We love telling stories that make a difference. In fact, before she launched mConnexions, our Principal Strategist, Julie Holton built a career on telling stories on TV news. As an Executive Producer, she led teams of news reporters and producers at stations throughout the country.
Recently, Julie sat down with Paul Schmidt Uno Deuce Multimedia to talk about her experience working in news.
One major story that stands out was her team’s coverage of the major and tragic 2007 collapse of the I-35W bridge in Minneapolis. In this video, Julie shares her race to break the news, and her dedication to sharing the story with the community during a major crisis.
Paul: What was it like for you to work in a newsroom? Tell us about your history.
Julie: I jokingly refer to it as my tour of duty, because when you work in news you tend to you move around a lot when you’re trying to move up in position and station size. When I was still at CMU, I got my start here in Lansing at WLNS. From WLNS, I went to WNEM in Saginaw for a short time before I then graduated to college and went to Richmond, VA. After a few years in Richmond, I jumped to Minneapolis (the 13th largest market in the U.S.) and stayed there for five years. After that, I went from one –apolis to another—I transferred from Minneapolis, I transferred down to Indianapolis for a few years, getting slowly closer to home. After staying in Indy for a few years, I decided at that point that my time in the fast-paced, pressure cooker environment was coming to the end—I knew I wasn’t going to do it forever. So, I moved back to Michigan and ended my TV career at the station where it started—WLNS in Lansing. So, it was a 12-year span at several different stations, in several different states.

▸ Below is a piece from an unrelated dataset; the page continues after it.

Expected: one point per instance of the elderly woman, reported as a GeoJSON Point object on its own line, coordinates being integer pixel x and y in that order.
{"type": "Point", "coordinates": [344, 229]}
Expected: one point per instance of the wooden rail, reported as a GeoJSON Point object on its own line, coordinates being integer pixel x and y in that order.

Paul: A lot of folks think of the on-air personalities when they think of the people in the newsroom. What was your role in the newsroom?
Julie: I was a producer for several years, then I was an executive producer for a majority of my career. So in short, I was somewhere in between the person on camera and the janitor! Who really knows what a producer does?! Each newscast generally has its own producer. They are in charge of finding stories, selecting which stories are going to be in the newscast, and writing the stories. They are also in charge of coming up with all the graphic elements that support with the stories: anything and everything from the images you see over the news anchors’ shoulders, to working with reporters and their photographers to decide which elements they need. They actually assemble and write, and put together the entire newscast.
Julie: Executive producers oversee that entire process. They oversee multiple shows and work with each producers on those shows. They also work with the reporters who are out in the field gathering the elements they need to put their stories together.
Paul: What part did you like the best?
Julie: Telling people’s stories. Every single day was completely different, which is a good thing and a bad thing. It’s a lot of work! But at the end of the day, you are telling stories that make a difference. That’s another way journalists get a bad rap—they are portrayed, especially on TV, as being pushy and getting in people’s faces after tragedy happens. Yes, that happens. But, the people who are dedicated and care about it are there getting the story to share that person’s tragedy. After you have experienced some sort of loss, many people want to share it and talk about their loved one, or help make a difference so whatever it is that happened doesn’t happen to someone else. Those are the stories that make a difference, especially at a local level.
Julie: One example from my career was the I-35W bridge collapse when I was working in Minneapolis. Thirteen people died, hundred were injured: it was an incredibly horrible tragedy that happened at the height of rush hour. Bridges aren’t supposed to fall down: this was a major interstate, a bridge that I drove every single day to get from Minneapolis to St. Paul. As a journalist and/or a news producer, you are living the story you are telling. So, I was living this story. We were on the air for 27 hours straight, and it was just this unbelievable adrenaline rush. When you’re in that moment, you don’t stop because there are people calling into the newsroom looking for answers, looking for loved ones, wanting more information. In this situation, we were dealing with that, we had to get the information on the Red Cross out to people, we had to broadcast live when the President flew in. With big stories like this, all the national networks come in and converge to broadcast. They need the local producers’ assistance, because on a local level, they have all the resources. At the end of the day, you’re telling the story that is impacting your community. You are making a difference by getting that information out to people. That’s why I did for so long.